My comment on the "10 years before" business is strengthened by your reply. Mac OS X is a direct descendent of a system which had display postscript before GEOS picked up a similar idea. Apple reimplemented it as display PDF, but that was only done because the license fees involved with Postscript made the system too expensive for the home user market.
To continue on with the UI concepts. The UI had about a dozen basic classes you could pick from. You would create the object you wanted, and specify hints that told the OS what the object was for. The OS would figure out how to visually represent the object.
It really made UI programming so much simpiler than in other GUIs, where you have a seperate class with a different API for each variation of widget.

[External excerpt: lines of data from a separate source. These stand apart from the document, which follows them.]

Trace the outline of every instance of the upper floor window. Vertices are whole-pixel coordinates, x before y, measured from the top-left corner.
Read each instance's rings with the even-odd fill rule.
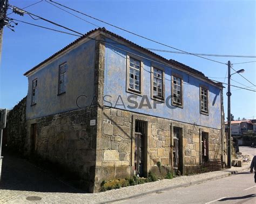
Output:
[[[130,58],[129,89],[140,91],[140,61]]]
[[[59,94],[66,92],[67,69],[68,64],[66,63],[65,63],[59,66]]]
[[[126,92],[141,96],[143,59],[130,53],[126,57]]]
[[[202,113],[208,113],[208,90],[200,87],[200,111]]]
[[[151,66],[151,98],[160,101],[164,100],[164,70],[157,65]]]
[[[181,78],[172,76],[172,105],[178,106],[183,105],[183,90]]]
[[[37,95],[37,79],[32,81],[32,100],[31,105],[36,104]]]
[[[163,71],[153,68],[153,95],[163,97]]]

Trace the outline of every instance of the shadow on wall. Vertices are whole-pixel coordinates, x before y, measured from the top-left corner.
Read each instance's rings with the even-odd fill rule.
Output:
[[[3,152],[0,189],[39,192],[85,193],[65,184],[50,172],[25,159]]]

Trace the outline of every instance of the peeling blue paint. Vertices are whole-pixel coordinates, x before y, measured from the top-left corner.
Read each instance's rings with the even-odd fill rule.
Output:
[[[64,53],[28,77],[26,119],[31,119],[77,109],[76,100],[84,94],[92,98],[95,72],[95,42],[84,43]],[[66,90],[58,96],[59,66],[66,62]],[[31,105],[32,80],[38,79],[36,105]],[[83,106],[90,105],[86,100]]]
[[[106,40],[112,42],[109,39]],[[147,59],[150,56],[144,55],[130,47],[114,45],[116,47],[121,47],[131,53],[138,55]],[[104,73],[104,95],[110,95],[111,98],[107,98],[107,100],[114,104],[118,96],[121,96],[125,104],[129,105],[127,97],[131,94],[126,91],[126,55],[123,50],[106,45],[105,73]],[[156,60],[154,60],[155,61]],[[153,100],[151,99],[151,67],[152,61],[144,59],[144,70],[142,80],[143,80],[142,87],[143,95],[147,95],[151,105]],[[155,63],[155,62],[154,62]],[[164,69],[165,72],[165,98],[172,94],[171,76],[175,73],[183,77],[183,108],[171,106],[168,108],[165,103],[157,105],[156,109],[149,110],[143,107],[141,109],[131,109],[127,110],[144,113],[156,117],[172,119],[177,121],[196,124],[199,125],[220,129],[221,127],[221,101],[220,88],[211,85],[210,83],[201,80],[192,76],[190,76],[182,71],[161,64],[159,66]],[[207,86],[209,89],[208,109],[209,115],[206,115],[200,112],[200,86]],[[139,104],[142,97],[138,96],[136,100]],[[171,103],[170,103],[171,104]],[[109,103],[104,102],[104,105],[109,106]],[[131,104],[130,104],[131,105]],[[125,109],[124,106],[119,106],[117,108]]]

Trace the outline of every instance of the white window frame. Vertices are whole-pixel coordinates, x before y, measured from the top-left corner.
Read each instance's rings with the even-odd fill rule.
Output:
[[[204,94],[202,92],[204,92]],[[206,95],[205,95],[206,93]],[[204,98],[203,98],[204,97]],[[200,112],[201,114],[208,115],[209,114],[209,89],[204,86],[200,86]],[[206,110],[205,109],[205,105]]]
[[[68,64],[66,62],[59,66],[58,95],[66,92],[67,71]]]
[[[38,81],[37,78],[32,80],[31,105],[36,104],[38,85]]]
[[[155,76],[154,70],[160,71],[161,73],[161,78],[158,76]],[[157,79],[161,80],[161,96],[154,94],[154,79]],[[156,100],[161,102],[164,102],[165,98],[165,73],[164,69],[161,66],[159,66],[157,64],[152,63],[151,64],[151,99]]]
[[[177,78],[180,80],[180,84],[179,85],[178,84],[174,84],[174,78]],[[175,94],[177,94],[178,93],[174,93],[175,90],[177,90],[177,92],[178,92],[178,90],[174,89],[174,86],[177,86],[180,87],[180,102],[177,102],[176,100],[176,97],[175,97]],[[183,79],[182,76],[177,74],[173,74],[172,75],[172,105],[173,106],[177,106],[179,107],[183,108]]]
[[[133,66],[130,66],[130,59],[132,58],[133,60],[139,62],[140,64],[139,70],[139,69],[136,69]],[[133,55],[131,53],[127,53],[126,56],[126,92],[132,93],[136,94],[138,94],[142,96],[142,88],[143,88],[143,84],[142,84],[142,76],[143,76],[143,62],[142,60],[142,58],[138,57],[135,55]],[[130,69],[133,70],[133,83],[134,83],[134,86],[133,88],[131,87],[130,86]],[[138,76],[139,78],[139,90],[136,90],[135,89],[135,72],[139,71],[139,76]]]

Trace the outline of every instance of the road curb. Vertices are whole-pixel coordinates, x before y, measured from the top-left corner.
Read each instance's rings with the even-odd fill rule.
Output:
[[[124,198],[122,198],[118,199],[114,199],[114,200],[107,201],[106,202],[101,202],[101,203],[111,203],[129,200],[131,199],[140,198],[140,197],[143,197],[144,195],[152,194],[153,193],[156,193],[160,192],[162,191],[171,190],[172,189],[178,188],[180,188],[180,187],[186,187],[194,185],[196,184],[202,183],[205,181],[211,181],[213,180],[217,180],[217,179],[222,179],[223,178],[227,177],[228,176],[230,176],[233,174],[236,174],[239,173],[241,173],[244,171],[247,170],[249,168],[250,168],[250,167],[247,166],[246,167],[242,168],[237,171],[225,170],[224,172],[226,172],[226,173],[225,173],[225,174],[221,175],[217,175],[214,176],[210,177],[206,179],[200,179],[197,181],[191,181],[191,182],[182,183],[182,184],[178,184],[177,185],[169,186],[169,187],[165,187],[165,188],[158,188],[156,190],[150,191],[148,191],[148,192],[142,193],[138,193],[135,195],[131,195],[131,196],[126,196]]]

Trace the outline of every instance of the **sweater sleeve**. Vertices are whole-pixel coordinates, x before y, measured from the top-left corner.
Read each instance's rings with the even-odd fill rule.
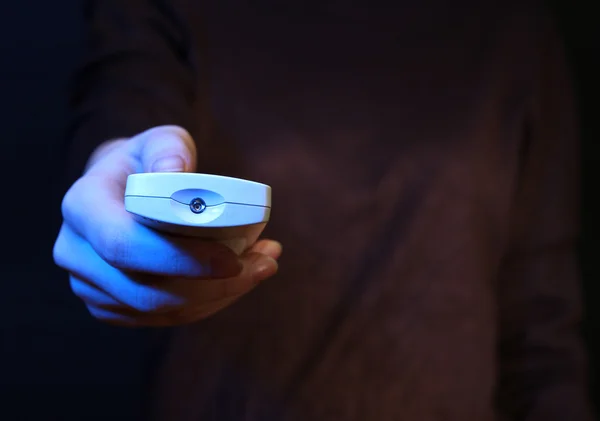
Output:
[[[578,122],[564,51],[553,31],[540,51],[511,250],[498,280],[498,405],[507,421],[588,421],[577,259]]]
[[[70,165],[80,169],[102,142],[157,125],[193,131],[198,72],[185,7],[177,0],[85,2],[84,57],[69,90]]]

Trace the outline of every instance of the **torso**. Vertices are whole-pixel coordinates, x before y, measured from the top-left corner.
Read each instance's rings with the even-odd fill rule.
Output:
[[[205,3],[201,166],[273,187],[265,235],[284,257],[174,332],[157,417],[493,420],[533,20],[468,1],[280,16]]]

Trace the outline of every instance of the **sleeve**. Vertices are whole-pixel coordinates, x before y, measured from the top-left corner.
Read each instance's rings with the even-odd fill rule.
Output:
[[[536,95],[522,139],[510,252],[498,279],[497,405],[507,421],[588,421],[577,255],[578,121],[556,33],[540,51]]]
[[[86,0],[81,66],[69,89],[69,162],[157,125],[193,131],[198,72],[186,3]]]

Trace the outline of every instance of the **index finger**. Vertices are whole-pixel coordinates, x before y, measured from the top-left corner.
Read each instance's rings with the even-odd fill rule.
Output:
[[[112,184],[111,184],[112,183]],[[164,276],[235,276],[238,256],[226,246],[159,233],[125,210],[121,187],[110,178],[86,176],[67,193],[63,217],[111,266]]]

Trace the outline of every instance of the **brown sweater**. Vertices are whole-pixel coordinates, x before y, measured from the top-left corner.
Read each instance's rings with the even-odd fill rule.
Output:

Also, by default, the UI of a GEOS app ran on a seperate thread from the processing. That made sure the UI always ran smoothly.




Member since:
2005-11-10
I can't say I know a lot about NeXT systems, so indeed, you may be true. There are two main strains of GEOS, the 6502 version, and the x86 version. Both are entirely different operating systems. PC/GEOS which included the object orientated UI model, was started around 1989.
PC/GEOS's UI model had a few extra tricks up its sleeve though. PC/GEOS's UI was entirely object orientated. When Brian describes being able to change one thing into another, he isn't talking about fancy skins. The UI elements in an app were described in data, and the UI would represent that data according to the UI being used.
For example, a menu in a program could be realised as a menu, or a bullet list, or a folding tree structure, or, anything you could imagine with that dataset. This goes far beyond simple skinning in KDE, or even Cocca on OS X.